I like the idea of donating money instead of tokens. I think django contributors are likely to know how to spend those tokens better than I might, as I am not a django core contributor.

Some projects ( https://news.ycombinator.com/item?id=46730504 ) are setting a norm to disclose AI usage. Another project simply decided to pause contributions from external parties ( https://news.ycombinator.com/item?id=46642012 ). Instead of accepting driveby pull requests, contributors have to show a proof of work by working with one of the other collaborators.

Another project has started to decline to let users directly open issues ( https://news.ycombinator.com/item?id=46460319 ).

There's definitely an aspect here where the commons or good will effort of collaborators is being infringed upon by external parties who are unintentionally attacking their time and attention with low quality submissions that are now cheaper than ever to generate. It may be necessary to move to a more private community model of collaboration ( https://gnusha.org/pi/bitcoindev/CABaSBax-meEsC2013zKYJnC3ph... ).

edit: Also I applaud the debian project for their recent decision to defer and think harder about the nature of this problem. https://news.ycombinator.com/item?id=47324087

Shameless plug: I wrote an essay a few weeks ago pushing this exact same thesis. https://essays.johnloeber.com/p/31-open-source-software-in-t...

Instead of people buying the tokens themselves, they should just donate the money to the core contributors and let those people decide how to spend on tokens.

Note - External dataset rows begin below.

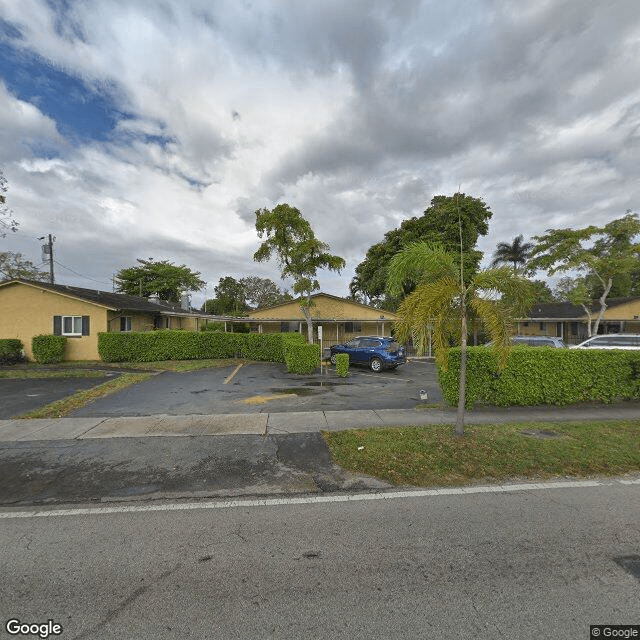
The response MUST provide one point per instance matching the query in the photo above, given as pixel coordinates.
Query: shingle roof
(118, 301)
(568, 311)
(564, 310)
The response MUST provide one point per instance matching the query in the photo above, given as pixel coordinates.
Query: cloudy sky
(140, 128)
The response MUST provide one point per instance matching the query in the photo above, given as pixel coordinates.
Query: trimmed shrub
(342, 364)
(10, 351)
(541, 375)
(48, 349)
(213, 326)
(150, 346)
(302, 358)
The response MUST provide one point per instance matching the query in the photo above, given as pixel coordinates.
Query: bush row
(150, 346)
(10, 351)
(48, 349)
(302, 358)
(538, 376)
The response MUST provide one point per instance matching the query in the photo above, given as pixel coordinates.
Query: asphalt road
(112, 469)
(530, 564)
(267, 387)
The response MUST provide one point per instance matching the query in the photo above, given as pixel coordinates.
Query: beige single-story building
(28, 309)
(339, 318)
(570, 322)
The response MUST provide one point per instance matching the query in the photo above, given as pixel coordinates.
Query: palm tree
(517, 252)
(441, 303)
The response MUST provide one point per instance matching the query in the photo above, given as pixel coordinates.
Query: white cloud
(357, 113)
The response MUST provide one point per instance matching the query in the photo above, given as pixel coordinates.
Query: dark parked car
(611, 341)
(373, 351)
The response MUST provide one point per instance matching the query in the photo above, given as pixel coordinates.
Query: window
(73, 326)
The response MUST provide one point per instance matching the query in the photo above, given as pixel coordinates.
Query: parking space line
(233, 373)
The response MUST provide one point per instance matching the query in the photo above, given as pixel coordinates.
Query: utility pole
(47, 250)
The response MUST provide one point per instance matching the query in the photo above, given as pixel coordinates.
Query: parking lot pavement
(268, 388)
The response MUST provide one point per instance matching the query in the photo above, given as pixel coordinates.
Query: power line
(81, 275)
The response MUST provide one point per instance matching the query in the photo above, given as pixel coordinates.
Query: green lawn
(432, 455)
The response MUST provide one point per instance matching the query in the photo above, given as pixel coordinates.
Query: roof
(557, 310)
(116, 301)
(569, 311)
(320, 295)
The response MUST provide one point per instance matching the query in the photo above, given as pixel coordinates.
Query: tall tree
(443, 301)
(164, 279)
(290, 238)
(229, 300)
(262, 292)
(600, 253)
(13, 265)
(441, 224)
(7, 222)
(515, 253)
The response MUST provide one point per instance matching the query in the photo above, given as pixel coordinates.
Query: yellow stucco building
(569, 321)
(339, 318)
(28, 309)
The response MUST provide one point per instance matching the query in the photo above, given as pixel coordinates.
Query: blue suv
(373, 351)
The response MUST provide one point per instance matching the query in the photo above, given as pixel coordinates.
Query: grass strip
(24, 374)
(432, 455)
(64, 407)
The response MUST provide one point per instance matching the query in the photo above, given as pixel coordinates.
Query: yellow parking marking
(263, 399)
(230, 377)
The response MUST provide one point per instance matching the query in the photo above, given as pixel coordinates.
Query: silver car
(611, 341)
(536, 341)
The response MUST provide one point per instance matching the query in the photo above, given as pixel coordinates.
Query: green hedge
(541, 376)
(10, 351)
(150, 346)
(48, 349)
(342, 364)
(302, 358)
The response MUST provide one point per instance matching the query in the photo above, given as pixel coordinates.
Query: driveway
(267, 387)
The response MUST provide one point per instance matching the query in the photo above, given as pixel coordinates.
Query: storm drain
(631, 564)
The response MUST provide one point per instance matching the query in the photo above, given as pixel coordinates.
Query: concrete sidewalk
(292, 422)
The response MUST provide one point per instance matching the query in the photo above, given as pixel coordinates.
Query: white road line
(272, 502)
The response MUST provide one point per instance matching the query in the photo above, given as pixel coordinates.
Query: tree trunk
(463, 375)
(306, 311)
(603, 305)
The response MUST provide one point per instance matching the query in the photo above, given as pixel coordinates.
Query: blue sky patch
(82, 113)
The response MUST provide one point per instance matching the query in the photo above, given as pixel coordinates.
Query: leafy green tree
(601, 254)
(541, 291)
(13, 265)
(515, 253)
(443, 300)
(290, 238)
(229, 300)
(262, 292)
(7, 222)
(443, 222)
(164, 279)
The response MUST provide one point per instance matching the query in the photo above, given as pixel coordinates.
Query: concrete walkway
(292, 422)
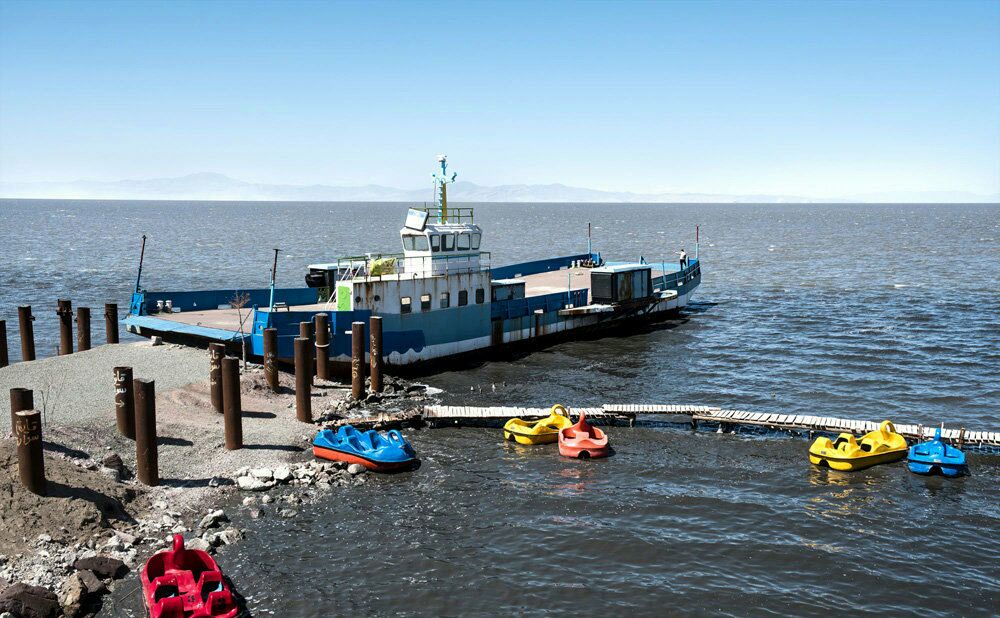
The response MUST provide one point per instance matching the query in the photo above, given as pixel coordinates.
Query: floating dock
(726, 420)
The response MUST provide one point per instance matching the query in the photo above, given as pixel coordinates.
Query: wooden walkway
(726, 419)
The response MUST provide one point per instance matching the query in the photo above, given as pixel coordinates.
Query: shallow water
(859, 311)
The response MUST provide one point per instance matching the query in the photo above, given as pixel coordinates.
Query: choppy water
(861, 311)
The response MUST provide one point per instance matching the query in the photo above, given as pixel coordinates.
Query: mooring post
(82, 329)
(30, 461)
(25, 320)
(375, 352)
(271, 358)
(147, 467)
(124, 402)
(303, 381)
(322, 346)
(4, 358)
(65, 312)
(215, 353)
(358, 360)
(21, 399)
(233, 418)
(305, 331)
(111, 322)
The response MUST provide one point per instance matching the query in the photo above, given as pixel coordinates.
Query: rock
(198, 543)
(213, 519)
(29, 601)
(249, 483)
(264, 474)
(282, 474)
(92, 582)
(72, 593)
(104, 567)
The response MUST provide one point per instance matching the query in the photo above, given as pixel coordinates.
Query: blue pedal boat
(381, 453)
(934, 456)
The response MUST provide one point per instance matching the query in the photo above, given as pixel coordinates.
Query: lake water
(858, 311)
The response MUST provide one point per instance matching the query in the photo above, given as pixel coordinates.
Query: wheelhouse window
(415, 243)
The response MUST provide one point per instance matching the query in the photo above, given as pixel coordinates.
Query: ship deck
(229, 320)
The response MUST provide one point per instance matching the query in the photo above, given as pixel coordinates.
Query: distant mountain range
(207, 186)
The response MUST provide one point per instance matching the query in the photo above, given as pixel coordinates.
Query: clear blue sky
(805, 98)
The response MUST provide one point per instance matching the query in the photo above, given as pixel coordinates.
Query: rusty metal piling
(233, 418)
(111, 322)
(82, 329)
(124, 402)
(358, 360)
(146, 459)
(215, 353)
(271, 358)
(21, 399)
(375, 352)
(322, 346)
(30, 460)
(65, 313)
(303, 381)
(25, 321)
(4, 357)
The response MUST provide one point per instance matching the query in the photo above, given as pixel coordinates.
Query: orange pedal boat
(583, 441)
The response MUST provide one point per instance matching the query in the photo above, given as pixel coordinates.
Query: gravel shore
(95, 508)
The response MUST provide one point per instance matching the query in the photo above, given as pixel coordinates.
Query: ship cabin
(441, 267)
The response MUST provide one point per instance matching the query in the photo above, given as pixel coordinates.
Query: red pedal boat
(583, 441)
(185, 583)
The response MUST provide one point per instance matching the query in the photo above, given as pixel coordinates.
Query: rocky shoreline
(98, 525)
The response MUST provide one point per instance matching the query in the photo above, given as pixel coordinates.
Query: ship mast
(441, 182)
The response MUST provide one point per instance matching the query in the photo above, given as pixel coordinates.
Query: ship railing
(397, 265)
(455, 215)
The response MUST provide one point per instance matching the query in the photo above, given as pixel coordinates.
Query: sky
(817, 99)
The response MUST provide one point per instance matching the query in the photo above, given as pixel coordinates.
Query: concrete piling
(82, 329)
(233, 418)
(21, 399)
(111, 322)
(124, 402)
(30, 460)
(216, 351)
(65, 313)
(303, 381)
(271, 358)
(25, 319)
(358, 360)
(4, 357)
(322, 346)
(146, 458)
(375, 352)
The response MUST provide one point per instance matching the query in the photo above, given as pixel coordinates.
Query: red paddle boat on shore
(583, 441)
(185, 583)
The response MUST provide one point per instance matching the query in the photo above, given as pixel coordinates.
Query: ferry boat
(440, 299)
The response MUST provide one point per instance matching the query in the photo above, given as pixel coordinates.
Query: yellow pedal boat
(545, 431)
(846, 453)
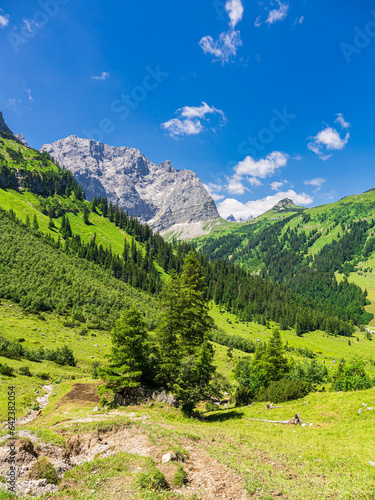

I agree with the broarder thesis, although some people aren't buying more tokens for this and could just be using their existing plan's limits.

So people may be less likely to donate an extra amount beyond their "ai budget" to an OSS project for tokens. Large OSS projects are also likely to get free tokens from major providers anyway.

But I like the idea of crowdfunding specific features.

Or paying maintainers and contributors.